An accurate AI-based Cloud Mask Processor for Sentinel-2

Industrial organisations involved
KappaZeta is a science-driven remote sensing company aiming to make space a valuable asset for everyone. KappaZeta’s expertise is in using SAR (radar) satellite data, incorporating it with optical satellite data and providing some of the most accurate AI models on the market. The key area of focus is agriculture.
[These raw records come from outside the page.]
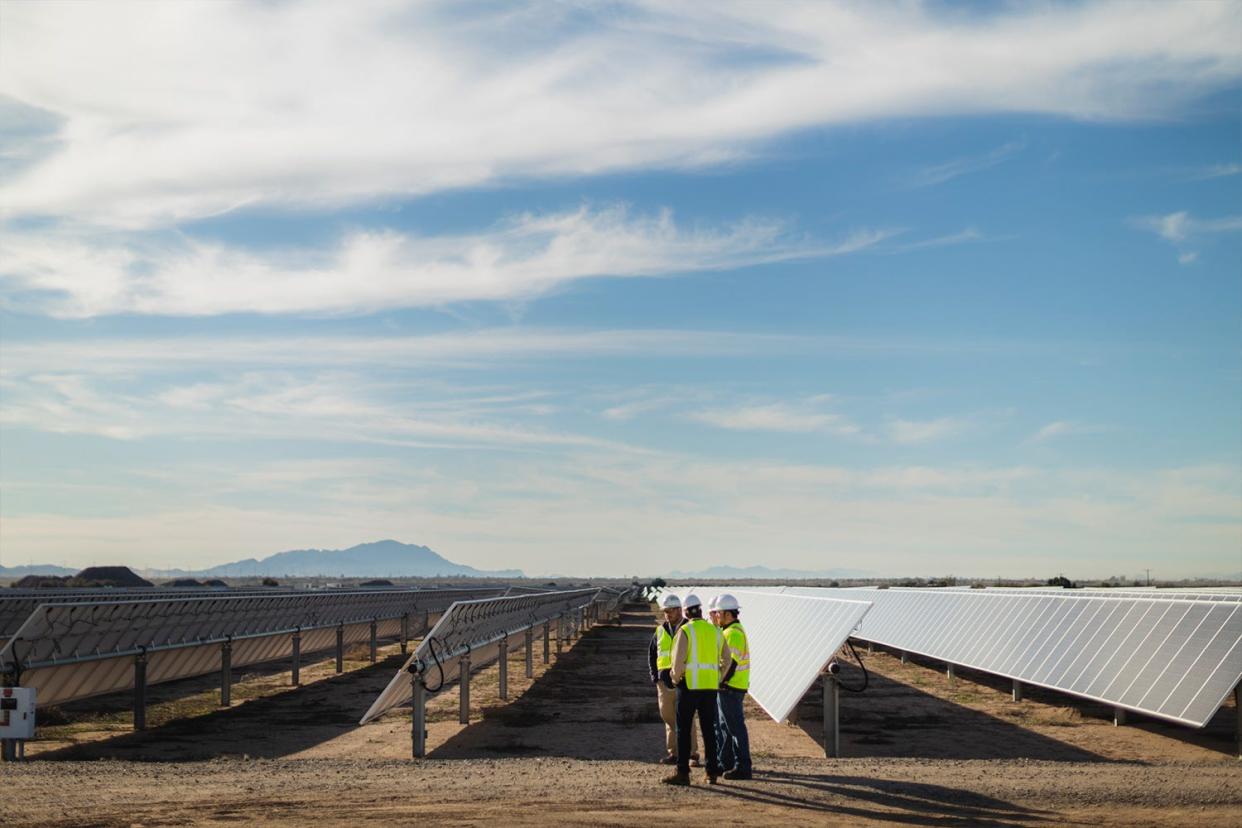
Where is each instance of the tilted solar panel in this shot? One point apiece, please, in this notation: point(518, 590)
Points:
point(1169, 657)
point(475, 628)
point(78, 649)
point(791, 639)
Technical/scientific challenge
Cloud masking is an essential step for the pre-processing of optical satellite imagery. KappaZeta addresses the problem by introducing KappaMask, an AI-based cloud and cloud shadow masking processor for Sentinel-2, which carries an optical instrument payload that samples 13 spectral bands. As a cloud detector, KappaMask uses a large convolutional segmentation model. Faster model convergence during training can be achieved by using larger batch sizes of the training data, which means more GPU memory is needed. Additionally, faster CPUs are required for shorter data loading times to increase the training speed even further.
Solution
KappaMask was trained on an open-source dataset and fine-tuned on a Northern European terrestrial dataset which was labelled manually using the active learning methodology. The training was performed on the University of Tartu’s HPC Centres’ high-performance compute nodes. Powerful GPUs and CPUs were applied to substantially speed up the training of the model.
Business impact
KappaMask is an open source project. All the results, final software and source code will be freely and openly distributed in GitHub. Openness and accessibility of the software should directly translate into greater usage.
Benefits
- Reliable cloud mask processor for Northern Europe region, which is compatible with ESA Sentinel-2 L2 processing chain.
- Creation of high quality reference dataset for future developments.
- Innovative application of deep learning techniques in cloud masking.